CAJICA, Colombia – Three countries have emerged as the key engines of growth for Latin America’s medical devices sector, accounting for the largest share of exports and investment in the space across the region and experiencing growth over the past decade that may have been supercharged by the COVID-19 pandemic.
“Latin America and the Caribbean have achieved a good export position in medical devices, driven precisely by transnational companies, with the case of Mexico, Costa Rica and the Dominican Republic standing out,” says the United Nations Economic Commission for Latin America and the Caribbean (ECLAC).
These three countries accounted for 95.5% of the regions’ med-tech exports between 2014 and 2018. Not surprisingly, powerhouse Mexico hoarded over 70% of exports but much smaller Costa Rica and the Dominican Republic now punch well above their weight.
Dominican Republic steps up
Costa Rica and the Dominican Republic are increasingly fierce competitors for investment through strong free trade zones regimes, legal stability, infrastructure and convenient location.
“It is not just the legal regime. The country is investing in making sure that we have the infrastructure to continue integrating and to have a vertical integration,” Omar Jimenez, a Dominican Republic-based executive at Edwards Lifesciences Corp., from Irvine, Calif., told BioWorld. The Dominican Republic is actively promoting a med-tech cluster within the Dominican Republic Free Zone.
Med tech is the most important manufacturing sector in the Dominican Republic, recording steady average growth of 6.6% over the few years before COVID-19.
“For 2019, we were the number 1 export sector of the Dominican Republic, even higher than gold,” Jimenez said.
Average exports out of the Dominican Republic between 2014 and 2018 topped $1 billion, according to ECLAC data while local figures show med-tech exports surging to $1.6 billion in 2019. There are no official figures yet for 2020 but expectations are that exports surged through the pandemic.
“We were able to maintain the manufacturing sector running in 2020. We actually grew during the pandemic, with almost 2,000 more employees and we were able to help the [economy] to balance, with the loss of jobs to tourism,” said Jimenez.
The addition of 2,000 new jobs in a year in a country with a population of around 11 million underlines the sector's growth during the pandemic. About 27,000 people are now employed by companies like Edwards, or Germany’s Fresenius Kabi AG and B. Braun Medical Inc., to mention a few.
“We haven't seen any divestment, or slowdown. There were companies that grew and moved to new buildings, hired more people and expanded. We don't expect to see contractions in 2021,” said Jimenez.

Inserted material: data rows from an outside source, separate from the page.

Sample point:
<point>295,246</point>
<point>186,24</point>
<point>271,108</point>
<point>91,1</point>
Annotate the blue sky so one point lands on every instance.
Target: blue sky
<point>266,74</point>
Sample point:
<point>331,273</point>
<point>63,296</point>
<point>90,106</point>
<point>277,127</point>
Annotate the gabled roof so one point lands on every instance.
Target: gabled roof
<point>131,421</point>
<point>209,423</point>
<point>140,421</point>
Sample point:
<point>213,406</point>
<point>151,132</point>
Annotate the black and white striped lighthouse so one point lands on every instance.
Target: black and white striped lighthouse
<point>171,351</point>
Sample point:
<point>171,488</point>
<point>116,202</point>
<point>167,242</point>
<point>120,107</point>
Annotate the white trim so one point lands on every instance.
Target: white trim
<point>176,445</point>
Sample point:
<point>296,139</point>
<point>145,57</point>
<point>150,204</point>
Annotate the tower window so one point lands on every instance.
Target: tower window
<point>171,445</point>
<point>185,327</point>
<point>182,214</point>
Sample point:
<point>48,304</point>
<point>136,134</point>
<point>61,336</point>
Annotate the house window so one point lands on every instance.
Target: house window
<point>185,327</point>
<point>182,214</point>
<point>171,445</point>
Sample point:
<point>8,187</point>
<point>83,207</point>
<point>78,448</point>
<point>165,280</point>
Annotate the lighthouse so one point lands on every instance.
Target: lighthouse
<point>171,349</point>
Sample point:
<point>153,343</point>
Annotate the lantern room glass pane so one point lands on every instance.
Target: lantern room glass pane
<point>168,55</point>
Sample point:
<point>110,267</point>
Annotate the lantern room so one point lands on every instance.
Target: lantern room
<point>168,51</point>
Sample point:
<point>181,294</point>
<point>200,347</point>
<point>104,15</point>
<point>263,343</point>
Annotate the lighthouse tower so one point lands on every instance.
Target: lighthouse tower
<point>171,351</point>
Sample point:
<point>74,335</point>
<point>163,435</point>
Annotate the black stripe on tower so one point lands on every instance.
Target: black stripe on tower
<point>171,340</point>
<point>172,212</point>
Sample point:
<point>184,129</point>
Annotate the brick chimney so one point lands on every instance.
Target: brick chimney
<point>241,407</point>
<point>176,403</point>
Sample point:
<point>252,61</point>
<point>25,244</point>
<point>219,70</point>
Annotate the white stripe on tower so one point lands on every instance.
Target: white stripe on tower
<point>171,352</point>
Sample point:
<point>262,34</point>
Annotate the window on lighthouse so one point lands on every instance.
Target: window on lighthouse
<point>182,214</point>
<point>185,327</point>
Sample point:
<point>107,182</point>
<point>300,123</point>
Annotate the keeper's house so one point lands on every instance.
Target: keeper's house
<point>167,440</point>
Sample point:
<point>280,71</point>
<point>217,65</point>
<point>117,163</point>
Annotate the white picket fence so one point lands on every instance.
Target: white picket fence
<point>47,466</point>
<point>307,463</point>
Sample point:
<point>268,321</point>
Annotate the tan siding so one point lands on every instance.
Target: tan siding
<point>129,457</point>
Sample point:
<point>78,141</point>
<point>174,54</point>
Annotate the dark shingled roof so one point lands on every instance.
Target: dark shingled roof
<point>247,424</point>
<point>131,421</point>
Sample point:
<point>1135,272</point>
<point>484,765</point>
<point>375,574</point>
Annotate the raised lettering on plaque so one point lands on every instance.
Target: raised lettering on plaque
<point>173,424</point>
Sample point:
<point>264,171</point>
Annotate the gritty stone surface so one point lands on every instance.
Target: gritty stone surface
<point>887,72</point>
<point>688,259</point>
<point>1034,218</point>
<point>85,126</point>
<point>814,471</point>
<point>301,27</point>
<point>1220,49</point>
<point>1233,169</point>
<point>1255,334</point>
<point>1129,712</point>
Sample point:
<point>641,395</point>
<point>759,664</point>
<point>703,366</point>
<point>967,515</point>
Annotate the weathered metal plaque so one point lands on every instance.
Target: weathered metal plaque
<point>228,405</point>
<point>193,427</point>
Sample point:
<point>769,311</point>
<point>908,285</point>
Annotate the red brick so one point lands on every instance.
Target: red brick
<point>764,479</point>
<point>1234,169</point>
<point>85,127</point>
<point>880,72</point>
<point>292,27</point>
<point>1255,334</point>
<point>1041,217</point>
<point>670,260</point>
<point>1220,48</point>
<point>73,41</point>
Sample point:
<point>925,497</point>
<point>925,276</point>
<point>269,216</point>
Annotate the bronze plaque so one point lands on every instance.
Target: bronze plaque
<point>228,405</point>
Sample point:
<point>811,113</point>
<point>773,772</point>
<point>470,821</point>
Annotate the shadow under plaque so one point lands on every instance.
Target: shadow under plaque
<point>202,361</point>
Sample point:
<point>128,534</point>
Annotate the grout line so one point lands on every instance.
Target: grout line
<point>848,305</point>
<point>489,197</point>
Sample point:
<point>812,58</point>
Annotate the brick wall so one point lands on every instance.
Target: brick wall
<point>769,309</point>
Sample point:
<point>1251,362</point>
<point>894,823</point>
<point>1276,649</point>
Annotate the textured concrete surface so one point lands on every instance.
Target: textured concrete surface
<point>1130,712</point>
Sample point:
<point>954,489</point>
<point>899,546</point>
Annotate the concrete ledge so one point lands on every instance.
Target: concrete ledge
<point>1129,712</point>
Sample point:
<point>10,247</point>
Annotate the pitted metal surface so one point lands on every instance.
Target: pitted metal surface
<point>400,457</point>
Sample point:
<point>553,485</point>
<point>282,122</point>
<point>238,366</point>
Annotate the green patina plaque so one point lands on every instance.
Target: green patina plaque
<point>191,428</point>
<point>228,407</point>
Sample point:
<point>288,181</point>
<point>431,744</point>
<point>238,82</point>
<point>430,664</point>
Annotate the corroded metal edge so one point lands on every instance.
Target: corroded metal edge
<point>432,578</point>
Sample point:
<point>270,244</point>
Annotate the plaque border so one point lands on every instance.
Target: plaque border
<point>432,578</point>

“Many companies will grow this year, with new lines coming to the country and that will continue to happen. We expect a big surge in the second half of the year, due to all the postponed elective surgeries that will have to take place. Overall, we expect to grow. Probably in the high single digits,” he said.
Vertical integration is also helping the Dominican Republic move forward and keep its position as a key med-tech player even as the government shores up its infrastructure and logistics capabilities.

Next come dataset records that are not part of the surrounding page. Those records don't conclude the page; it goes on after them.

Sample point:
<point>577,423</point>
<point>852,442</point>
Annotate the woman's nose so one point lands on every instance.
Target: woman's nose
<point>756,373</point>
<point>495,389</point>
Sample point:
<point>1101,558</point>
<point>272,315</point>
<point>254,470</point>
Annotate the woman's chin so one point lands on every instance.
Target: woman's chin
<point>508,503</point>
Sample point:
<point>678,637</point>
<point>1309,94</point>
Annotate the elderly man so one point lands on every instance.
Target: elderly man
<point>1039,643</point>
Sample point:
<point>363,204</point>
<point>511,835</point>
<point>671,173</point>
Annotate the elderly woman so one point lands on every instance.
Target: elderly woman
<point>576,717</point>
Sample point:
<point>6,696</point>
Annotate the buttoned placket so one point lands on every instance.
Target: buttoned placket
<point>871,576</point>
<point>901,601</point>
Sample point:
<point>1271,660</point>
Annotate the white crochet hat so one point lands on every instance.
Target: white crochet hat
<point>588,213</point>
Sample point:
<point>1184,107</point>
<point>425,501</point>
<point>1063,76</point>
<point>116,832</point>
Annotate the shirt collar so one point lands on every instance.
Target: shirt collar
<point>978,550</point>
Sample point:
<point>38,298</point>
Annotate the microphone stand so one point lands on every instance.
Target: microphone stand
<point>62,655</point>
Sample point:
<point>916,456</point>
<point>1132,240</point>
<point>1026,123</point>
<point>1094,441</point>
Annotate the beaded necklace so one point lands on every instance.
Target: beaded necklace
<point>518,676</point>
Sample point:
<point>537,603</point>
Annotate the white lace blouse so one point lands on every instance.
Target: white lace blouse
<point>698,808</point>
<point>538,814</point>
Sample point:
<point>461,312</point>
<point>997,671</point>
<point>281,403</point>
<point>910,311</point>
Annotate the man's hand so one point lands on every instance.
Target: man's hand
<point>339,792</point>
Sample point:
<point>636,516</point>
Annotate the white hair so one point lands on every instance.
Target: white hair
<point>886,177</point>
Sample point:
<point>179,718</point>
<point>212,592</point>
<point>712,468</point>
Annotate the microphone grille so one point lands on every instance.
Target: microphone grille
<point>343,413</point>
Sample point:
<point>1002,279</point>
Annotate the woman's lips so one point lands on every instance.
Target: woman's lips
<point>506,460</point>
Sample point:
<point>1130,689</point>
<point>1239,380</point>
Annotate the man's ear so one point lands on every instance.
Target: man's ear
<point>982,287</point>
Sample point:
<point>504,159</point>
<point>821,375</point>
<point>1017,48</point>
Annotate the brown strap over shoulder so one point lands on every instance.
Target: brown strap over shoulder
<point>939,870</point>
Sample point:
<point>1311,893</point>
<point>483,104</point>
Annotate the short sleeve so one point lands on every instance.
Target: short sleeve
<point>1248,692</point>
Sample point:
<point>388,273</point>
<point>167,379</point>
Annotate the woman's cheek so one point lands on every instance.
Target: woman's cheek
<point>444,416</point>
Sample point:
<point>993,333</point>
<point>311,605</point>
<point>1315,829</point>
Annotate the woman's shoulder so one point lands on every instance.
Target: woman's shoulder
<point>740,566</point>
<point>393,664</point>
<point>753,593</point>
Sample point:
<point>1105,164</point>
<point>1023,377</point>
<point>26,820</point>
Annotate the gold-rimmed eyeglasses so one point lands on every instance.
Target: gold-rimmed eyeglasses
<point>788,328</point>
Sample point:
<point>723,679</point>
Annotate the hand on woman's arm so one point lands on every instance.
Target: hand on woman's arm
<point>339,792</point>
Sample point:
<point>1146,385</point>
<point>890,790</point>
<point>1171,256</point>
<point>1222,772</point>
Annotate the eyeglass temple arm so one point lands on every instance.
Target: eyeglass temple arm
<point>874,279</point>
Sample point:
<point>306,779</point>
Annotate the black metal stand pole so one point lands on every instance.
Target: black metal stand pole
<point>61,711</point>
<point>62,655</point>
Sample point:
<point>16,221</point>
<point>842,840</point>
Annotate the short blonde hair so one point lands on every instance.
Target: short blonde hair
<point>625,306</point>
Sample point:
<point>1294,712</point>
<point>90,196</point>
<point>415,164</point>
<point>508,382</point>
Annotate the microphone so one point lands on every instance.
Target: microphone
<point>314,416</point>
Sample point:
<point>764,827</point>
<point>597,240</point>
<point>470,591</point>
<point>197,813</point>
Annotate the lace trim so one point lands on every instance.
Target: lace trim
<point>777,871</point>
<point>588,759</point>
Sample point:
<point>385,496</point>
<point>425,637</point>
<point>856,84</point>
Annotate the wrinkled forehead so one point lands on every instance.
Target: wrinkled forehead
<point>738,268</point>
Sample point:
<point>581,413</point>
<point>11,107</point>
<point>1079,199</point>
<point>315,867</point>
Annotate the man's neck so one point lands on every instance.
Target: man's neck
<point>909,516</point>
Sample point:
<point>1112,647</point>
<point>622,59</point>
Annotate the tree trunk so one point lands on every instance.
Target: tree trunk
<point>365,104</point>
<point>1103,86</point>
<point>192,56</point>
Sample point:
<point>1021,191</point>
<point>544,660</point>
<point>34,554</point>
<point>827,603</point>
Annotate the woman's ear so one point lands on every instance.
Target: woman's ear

“We used to do smaller transformations on the products, on the value. We had sister plants in other countries, where they were sterilized and shipped. Now we can do all of that here, since there has been a huge investment in logistics centers and we can do a whole supply chain,” Jimenez explained.

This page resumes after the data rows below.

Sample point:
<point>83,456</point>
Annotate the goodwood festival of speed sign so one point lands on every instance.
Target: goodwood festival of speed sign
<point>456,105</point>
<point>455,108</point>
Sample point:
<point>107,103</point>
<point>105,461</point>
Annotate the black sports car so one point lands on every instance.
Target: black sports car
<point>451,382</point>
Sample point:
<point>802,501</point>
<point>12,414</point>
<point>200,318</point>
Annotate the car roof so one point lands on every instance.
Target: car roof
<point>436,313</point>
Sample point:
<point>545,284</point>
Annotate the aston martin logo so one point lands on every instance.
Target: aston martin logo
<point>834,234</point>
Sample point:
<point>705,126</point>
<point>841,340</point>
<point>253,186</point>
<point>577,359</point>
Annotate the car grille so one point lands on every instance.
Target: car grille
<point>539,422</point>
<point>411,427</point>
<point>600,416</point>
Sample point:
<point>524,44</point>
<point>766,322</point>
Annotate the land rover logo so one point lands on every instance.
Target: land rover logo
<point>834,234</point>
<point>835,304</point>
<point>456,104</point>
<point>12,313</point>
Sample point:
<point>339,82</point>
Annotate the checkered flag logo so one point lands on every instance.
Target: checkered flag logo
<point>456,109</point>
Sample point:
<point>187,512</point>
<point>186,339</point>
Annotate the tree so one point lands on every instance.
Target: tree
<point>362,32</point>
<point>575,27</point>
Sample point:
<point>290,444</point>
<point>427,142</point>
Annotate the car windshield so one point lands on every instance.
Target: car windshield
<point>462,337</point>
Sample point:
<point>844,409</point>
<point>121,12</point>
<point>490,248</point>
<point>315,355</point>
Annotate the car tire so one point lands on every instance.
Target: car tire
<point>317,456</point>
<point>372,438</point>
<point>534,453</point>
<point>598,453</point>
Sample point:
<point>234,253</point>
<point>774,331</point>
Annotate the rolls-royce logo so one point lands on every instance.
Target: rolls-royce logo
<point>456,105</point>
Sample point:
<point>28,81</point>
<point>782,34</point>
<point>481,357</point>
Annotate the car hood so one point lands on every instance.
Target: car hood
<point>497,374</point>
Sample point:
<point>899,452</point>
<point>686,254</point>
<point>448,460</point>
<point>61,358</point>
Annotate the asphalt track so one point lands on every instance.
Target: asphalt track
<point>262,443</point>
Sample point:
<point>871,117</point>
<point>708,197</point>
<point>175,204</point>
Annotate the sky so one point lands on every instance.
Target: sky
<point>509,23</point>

Dominican Republic exports most of the medical devices that it manufactures, while it only imported a yearly average of $164 million worth between 2014-2018, according to the ECLAC, ranking tenth in the region in terms of med-tech imports.
Mexico, with a population of 126 million, was the largest importer of medical devices, with imports of $3.2 billion every year but exports, at $11.1 billion, are much larger.
The giant of the region, Brazil, with a population of about 210 million, imported $2.6 billion worth of medical devices and exported just $430 million. Just on sheer size, Brazil attracted about 19% of total foreign direct investment (FDI) in med tech in the region between 2010 and 2019. Still, that was enough to put the country in third place regionally. Tiny Costa Rica, with a population of just over 5 million, came in first by attracting 43% and Mexico was second at 26%. The Dominican Republic was fourth with 7% of all FDI into medical devices.
Room to grow
“In Latin America and the Caribbean, the COVID-19 crisis shows the growing importance of stimulating regional cooperation and the development of a regional market for health and medical devices and cross-border industrial centers,” said the ECLAC.
The region may be well positioned to ramp up the industry, with all the necessary capabilities creating potential.
“Those potentialities were revealed in the face of the health emergency,” according to the ECLAC. Many countries in the region have been working around the clock during the past year in the development of ventilators and other products to fight COVID-19.
“The development of national industrial and technological capacities and the improvement of access to medical devices for the inhabitants of Latin America and the Caribbean is a strategic challenge, and to face it successfully, national and regional policy guidelines will be required,” said the ECLAC.